24. The method of claim 14, wherein said cell is a cell from a multicellular organism.

25. The method of claim 14, wherein said cell is a non-animal cell.

26. The method of claim 25, wherein said non-animal cell is a plant cell.

27. A method for preparing a contig, nucleic acid molecule from a genome of an organism, comprising:

(a) contacting messenger RNA from a cell with at least one oligonucleotide, at low stringency,

(b) preparing cDNA by reverse transcribing said messenger RNA with said single stranded oligonucleotide,

(c) amplifying said single stranded cDNA with at least one oligonucleotide primer to form an amplification product comprising at least one nucleic acid molecule,

(d) sequencing said at least one nucleic acid molecule,

(e) comparing the sequence of said at least one nucleic acid molecule to other nucleic acid molecules to determine any overlap there between, and

(f) constructing a contig nucleic acid molecule.

28. The method of Claim 27, wherein said cell is an eukaryotic cell.

29. The method of Claim 28, wherein said eukaryotic cell is an animal.

30. The method of Claim 29, wherein said animal is a mammalian cell.

31. The method of Claim 30, wherein said mammalian cell is a human cell.

32. The method of Claim 28, wherein said eukaryotic cell is a plant cell.
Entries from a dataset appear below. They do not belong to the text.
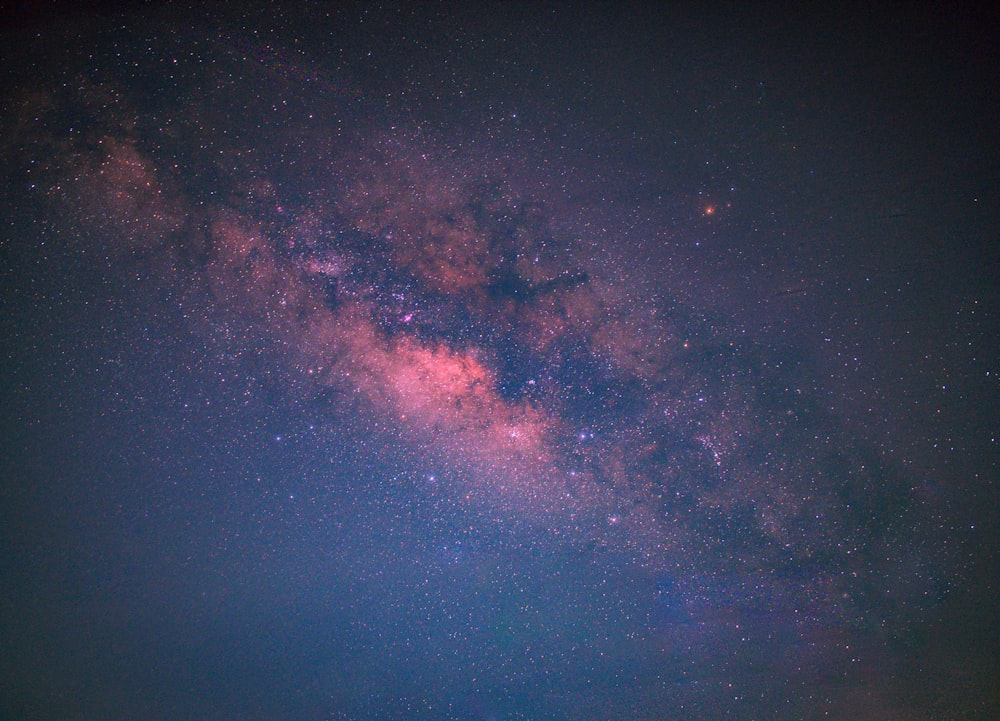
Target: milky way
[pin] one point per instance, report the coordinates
(464, 453)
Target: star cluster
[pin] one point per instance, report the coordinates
(331, 404)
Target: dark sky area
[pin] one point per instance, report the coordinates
(574, 362)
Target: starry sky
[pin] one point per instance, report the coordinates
(577, 362)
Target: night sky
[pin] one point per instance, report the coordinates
(583, 363)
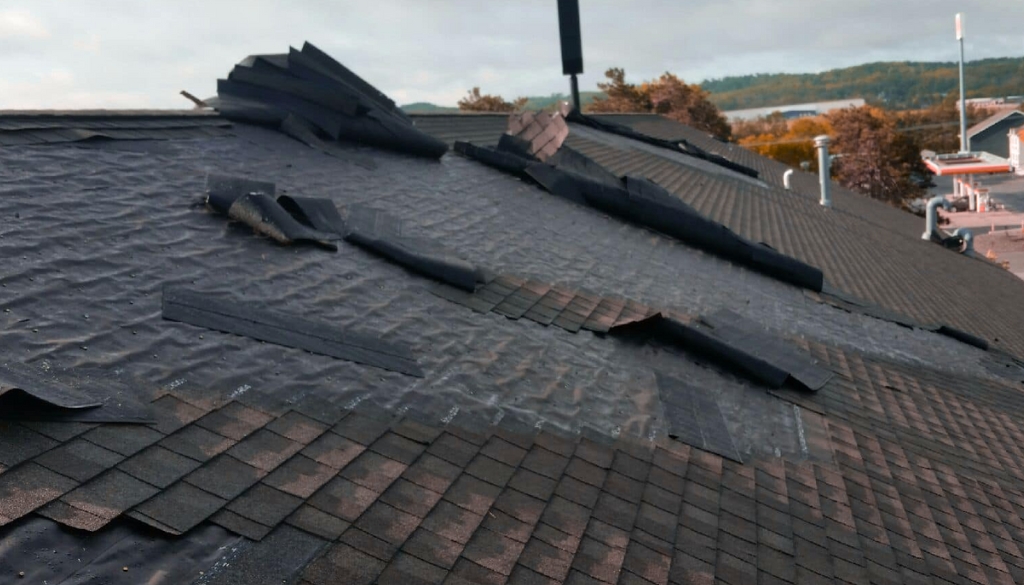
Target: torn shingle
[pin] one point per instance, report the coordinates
(29, 487)
(181, 507)
(254, 321)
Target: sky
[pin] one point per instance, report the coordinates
(131, 53)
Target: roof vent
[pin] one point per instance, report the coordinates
(824, 168)
(568, 32)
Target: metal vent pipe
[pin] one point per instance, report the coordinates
(932, 216)
(824, 166)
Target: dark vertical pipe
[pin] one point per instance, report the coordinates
(576, 92)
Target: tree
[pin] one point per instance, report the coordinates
(873, 158)
(622, 96)
(668, 95)
(475, 101)
(790, 142)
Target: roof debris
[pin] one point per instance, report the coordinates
(307, 93)
(287, 220)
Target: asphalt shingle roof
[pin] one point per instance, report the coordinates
(527, 453)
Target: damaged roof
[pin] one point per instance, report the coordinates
(469, 378)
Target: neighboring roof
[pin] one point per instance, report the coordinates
(967, 163)
(992, 121)
(864, 247)
(812, 109)
(535, 448)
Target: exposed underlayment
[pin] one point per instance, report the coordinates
(525, 452)
(260, 321)
(48, 127)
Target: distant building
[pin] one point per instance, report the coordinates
(793, 111)
(1016, 137)
(989, 135)
(1008, 102)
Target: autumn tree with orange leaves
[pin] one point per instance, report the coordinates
(667, 95)
(872, 157)
(790, 142)
(475, 101)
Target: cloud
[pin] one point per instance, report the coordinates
(436, 50)
(20, 25)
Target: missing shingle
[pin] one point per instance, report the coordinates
(694, 418)
(31, 393)
(382, 234)
(258, 322)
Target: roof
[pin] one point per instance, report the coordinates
(992, 121)
(967, 163)
(814, 108)
(534, 446)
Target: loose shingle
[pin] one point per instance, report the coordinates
(158, 466)
(79, 459)
(225, 476)
(317, 523)
(494, 472)
(233, 420)
(300, 476)
(433, 548)
(297, 427)
(472, 494)
(264, 450)
(343, 565)
(333, 450)
(19, 444)
(453, 523)
(493, 551)
(181, 507)
(197, 443)
(343, 499)
(411, 498)
(264, 505)
(28, 487)
(110, 494)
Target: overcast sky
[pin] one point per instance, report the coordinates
(131, 53)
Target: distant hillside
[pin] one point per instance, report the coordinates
(536, 102)
(426, 108)
(895, 85)
(548, 102)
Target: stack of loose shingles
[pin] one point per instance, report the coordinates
(311, 96)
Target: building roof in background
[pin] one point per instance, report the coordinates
(992, 121)
(811, 109)
(969, 163)
(558, 426)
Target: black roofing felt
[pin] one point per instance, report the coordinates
(29, 392)
(679, 144)
(286, 219)
(256, 321)
(574, 176)
(898, 461)
(694, 417)
(309, 86)
(379, 233)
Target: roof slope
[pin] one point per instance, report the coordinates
(864, 247)
(984, 125)
(526, 453)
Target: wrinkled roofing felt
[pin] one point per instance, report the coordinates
(552, 448)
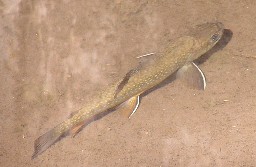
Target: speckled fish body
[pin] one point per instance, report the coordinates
(178, 53)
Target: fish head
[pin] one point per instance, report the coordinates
(205, 37)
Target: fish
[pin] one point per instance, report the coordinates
(124, 95)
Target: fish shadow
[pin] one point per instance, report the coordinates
(225, 39)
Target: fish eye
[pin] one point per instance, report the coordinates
(215, 37)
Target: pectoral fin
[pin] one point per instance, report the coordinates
(193, 76)
(129, 107)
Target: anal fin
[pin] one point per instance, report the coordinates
(129, 107)
(192, 75)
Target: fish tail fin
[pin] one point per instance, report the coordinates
(46, 140)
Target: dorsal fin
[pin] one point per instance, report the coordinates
(192, 75)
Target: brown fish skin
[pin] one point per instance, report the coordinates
(178, 53)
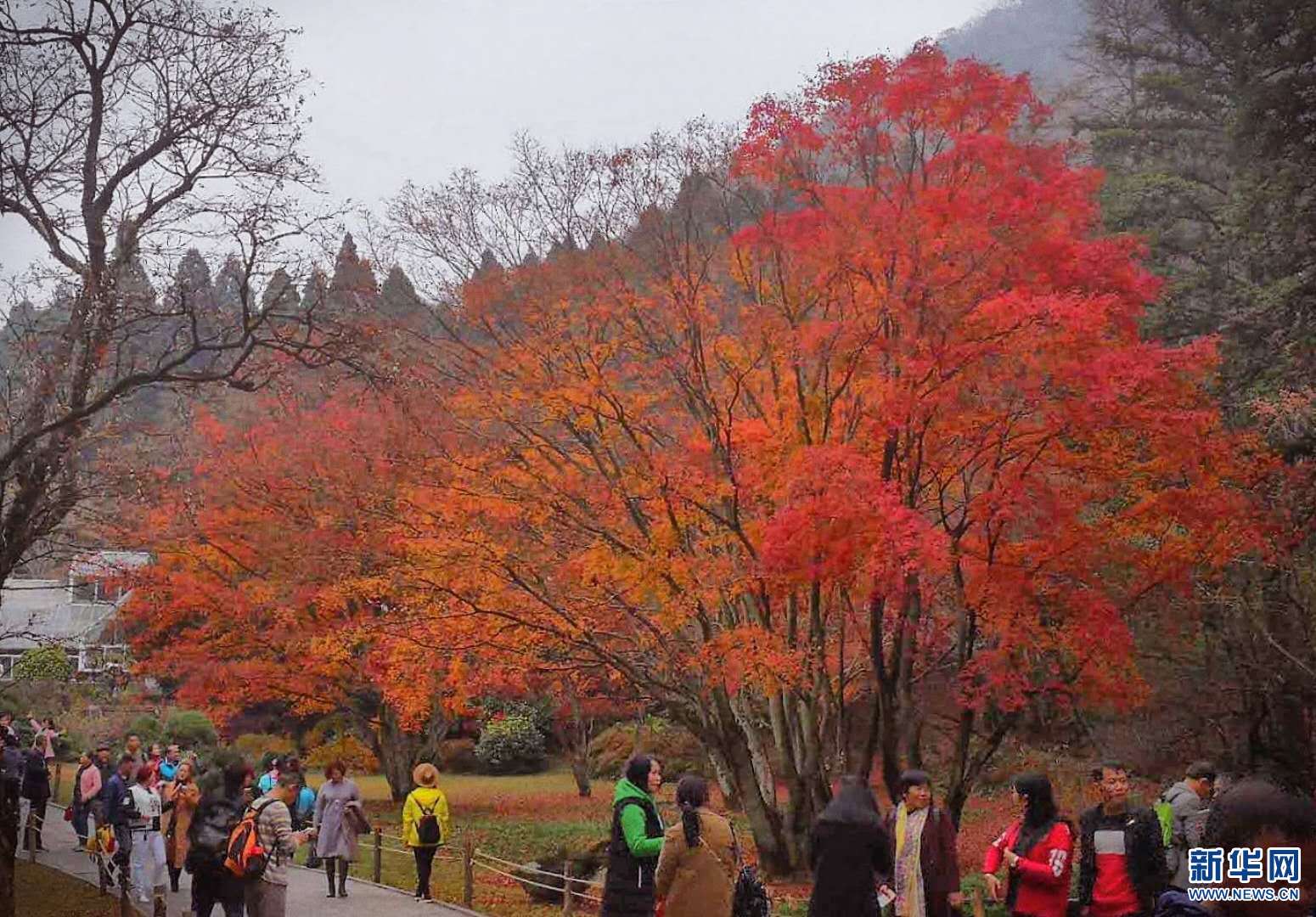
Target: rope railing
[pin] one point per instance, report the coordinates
(570, 887)
(529, 869)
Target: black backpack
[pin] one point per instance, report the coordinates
(428, 830)
(751, 899)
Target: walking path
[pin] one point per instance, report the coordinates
(306, 887)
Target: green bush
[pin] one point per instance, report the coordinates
(148, 728)
(43, 663)
(674, 746)
(189, 729)
(457, 756)
(511, 745)
(538, 709)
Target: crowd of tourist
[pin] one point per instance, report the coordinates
(152, 813)
(1132, 861)
(158, 812)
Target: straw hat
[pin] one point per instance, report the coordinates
(425, 775)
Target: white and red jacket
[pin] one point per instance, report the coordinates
(1040, 880)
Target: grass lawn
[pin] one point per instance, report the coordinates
(45, 892)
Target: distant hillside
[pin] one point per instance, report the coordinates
(1033, 36)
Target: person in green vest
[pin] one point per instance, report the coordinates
(637, 837)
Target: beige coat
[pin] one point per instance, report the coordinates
(178, 820)
(700, 881)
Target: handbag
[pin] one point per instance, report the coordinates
(749, 897)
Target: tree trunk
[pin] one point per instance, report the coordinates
(399, 751)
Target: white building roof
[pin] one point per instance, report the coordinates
(36, 612)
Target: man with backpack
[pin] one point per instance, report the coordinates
(117, 795)
(1182, 811)
(1122, 866)
(208, 838)
(425, 824)
(267, 880)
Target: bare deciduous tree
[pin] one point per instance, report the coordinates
(129, 131)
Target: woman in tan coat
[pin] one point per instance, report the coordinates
(696, 869)
(181, 797)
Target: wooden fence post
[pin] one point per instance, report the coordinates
(469, 874)
(567, 897)
(380, 852)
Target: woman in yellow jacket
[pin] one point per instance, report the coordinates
(425, 824)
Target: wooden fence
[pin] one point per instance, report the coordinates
(473, 859)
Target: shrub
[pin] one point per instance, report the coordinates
(347, 749)
(189, 729)
(457, 756)
(511, 745)
(148, 728)
(540, 711)
(43, 663)
(674, 746)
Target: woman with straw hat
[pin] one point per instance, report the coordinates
(425, 824)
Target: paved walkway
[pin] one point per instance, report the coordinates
(306, 887)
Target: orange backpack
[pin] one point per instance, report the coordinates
(244, 855)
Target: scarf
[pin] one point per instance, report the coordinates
(908, 879)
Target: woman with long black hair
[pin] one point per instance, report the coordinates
(696, 871)
(636, 841)
(851, 852)
(1038, 850)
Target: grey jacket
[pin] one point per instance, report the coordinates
(1186, 829)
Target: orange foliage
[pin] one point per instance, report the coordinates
(904, 399)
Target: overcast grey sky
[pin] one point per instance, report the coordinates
(415, 88)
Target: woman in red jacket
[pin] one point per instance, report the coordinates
(1038, 849)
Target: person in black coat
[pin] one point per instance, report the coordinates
(36, 790)
(222, 804)
(851, 850)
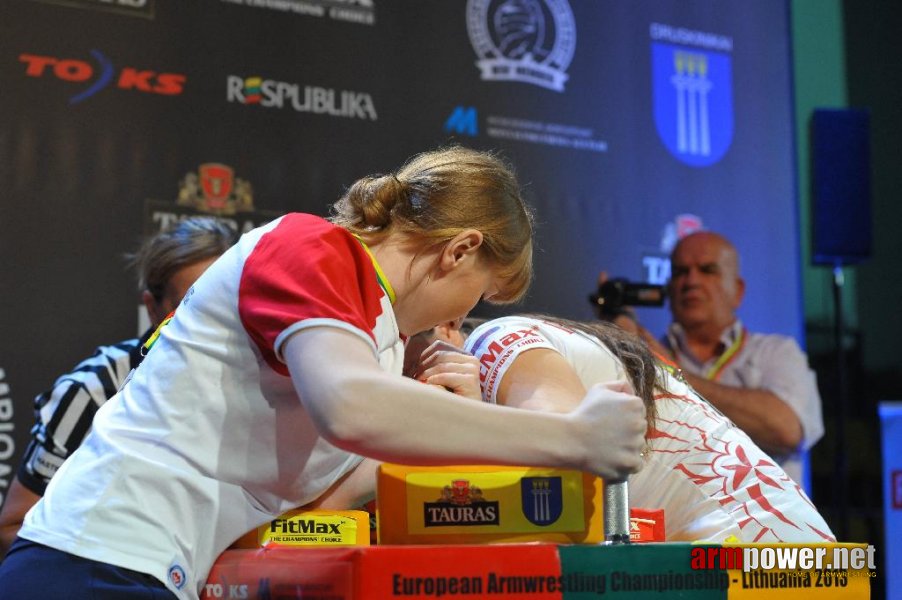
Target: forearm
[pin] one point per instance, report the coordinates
(357, 406)
(19, 500)
(767, 419)
(424, 425)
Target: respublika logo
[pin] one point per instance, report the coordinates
(543, 501)
(693, 96)
(7, 436)
(103, 75)
(269, 93)
(531, 41)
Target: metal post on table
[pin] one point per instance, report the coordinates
(616, 512)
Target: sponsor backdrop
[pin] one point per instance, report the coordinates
(630, 123)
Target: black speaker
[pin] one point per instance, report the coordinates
(840, 186)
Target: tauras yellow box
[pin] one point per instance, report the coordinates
(487, 504)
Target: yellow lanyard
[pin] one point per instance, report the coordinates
(380, 276)
(727, 357)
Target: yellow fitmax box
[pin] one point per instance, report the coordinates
(312, 528)
(486, 504)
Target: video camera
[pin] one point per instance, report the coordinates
(614, 294)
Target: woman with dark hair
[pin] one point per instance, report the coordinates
(712, 481)
(281, 369)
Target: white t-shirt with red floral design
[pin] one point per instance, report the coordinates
(712, 481)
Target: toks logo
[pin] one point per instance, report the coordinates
(128, 78)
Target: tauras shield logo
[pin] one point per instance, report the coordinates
(216, 181)
(542, 499)
(693, 102)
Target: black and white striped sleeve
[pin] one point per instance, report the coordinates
(63, 414)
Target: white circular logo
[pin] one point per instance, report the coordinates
(531, 41)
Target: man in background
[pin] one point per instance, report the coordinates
(762, 382)
(167, 265)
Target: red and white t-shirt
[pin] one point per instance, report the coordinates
(209, 438)
(712, 481)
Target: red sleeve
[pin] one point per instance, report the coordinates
(306, 268)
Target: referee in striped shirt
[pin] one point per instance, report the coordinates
(167, 265)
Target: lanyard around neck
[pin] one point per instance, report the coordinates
(380, 276)
(728, 356)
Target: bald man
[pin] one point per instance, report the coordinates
(762, 382)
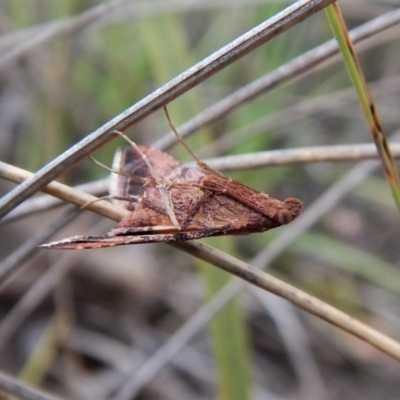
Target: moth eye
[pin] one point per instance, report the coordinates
(284, 217)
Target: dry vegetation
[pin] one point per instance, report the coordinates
(133, 322)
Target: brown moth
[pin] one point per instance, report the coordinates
(203, 203)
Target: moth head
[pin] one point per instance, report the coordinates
(291, 211)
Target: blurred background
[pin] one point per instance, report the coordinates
(92, 325)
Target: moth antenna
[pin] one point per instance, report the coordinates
(200, 163)
(114, 171)
(163, 192)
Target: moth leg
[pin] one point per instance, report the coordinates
(159, 185)
(194, 210)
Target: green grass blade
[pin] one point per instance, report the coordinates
(371, 114)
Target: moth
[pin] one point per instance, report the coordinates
(169, 202)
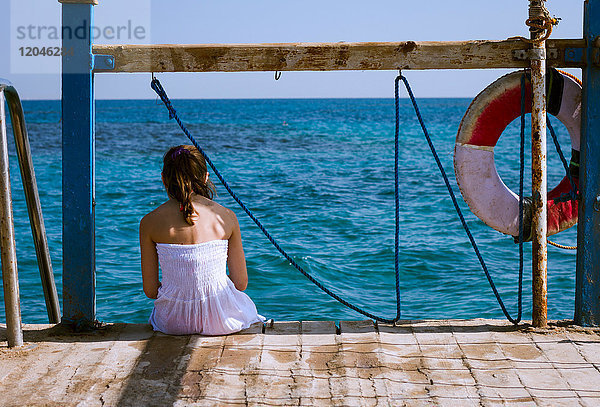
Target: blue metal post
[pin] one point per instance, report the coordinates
(79, 291)
(587, 292)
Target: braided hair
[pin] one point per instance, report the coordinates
(184, 173)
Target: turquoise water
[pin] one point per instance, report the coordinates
(319, 174)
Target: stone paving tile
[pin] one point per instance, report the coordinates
(445, 363)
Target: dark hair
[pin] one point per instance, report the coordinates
(184, 173)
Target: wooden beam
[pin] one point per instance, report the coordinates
(327, 56)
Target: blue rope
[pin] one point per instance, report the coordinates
(157, 87)
(459, 212)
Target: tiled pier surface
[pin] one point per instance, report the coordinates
(421, 363)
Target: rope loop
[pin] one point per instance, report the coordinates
(545, 23)
(516, 320)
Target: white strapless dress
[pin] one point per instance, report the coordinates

33. The method of Claim 27, comprising comparing said sequence and said at least one nucleic acid molecule electronically.

34. The method of claim 27, wherein the oligonucleotides of (a) & (c) are the same.

35. The method of claim 27, wherein the oligonucleotides of (a) & (c) differ from each other.

36. A method for sequencing all or part of a genome of an organism, comprising:

(a) contacting genomic DNA from a cell of said organism with a single oligonucleotide primer at low stringency, to generate a random set of nucleic acid molecules,

(b) amplifying said random set of nucleic acid molecules with a second oligonucleotide primer, to generate an amplification product,

(c) sequencing nucleic acid molecules in said amplification product,

(d) repeating steps (a), (b) and (c) with a different oligonucleotide primer, and

(e) sequencing nucleic acid molecules produced in (a).

37. The method of claim 36, wherein the oligonucleotide primers of (a) and (b) are identical to each other.

38. The method of claim 36, wherein said organism is a prokaryote.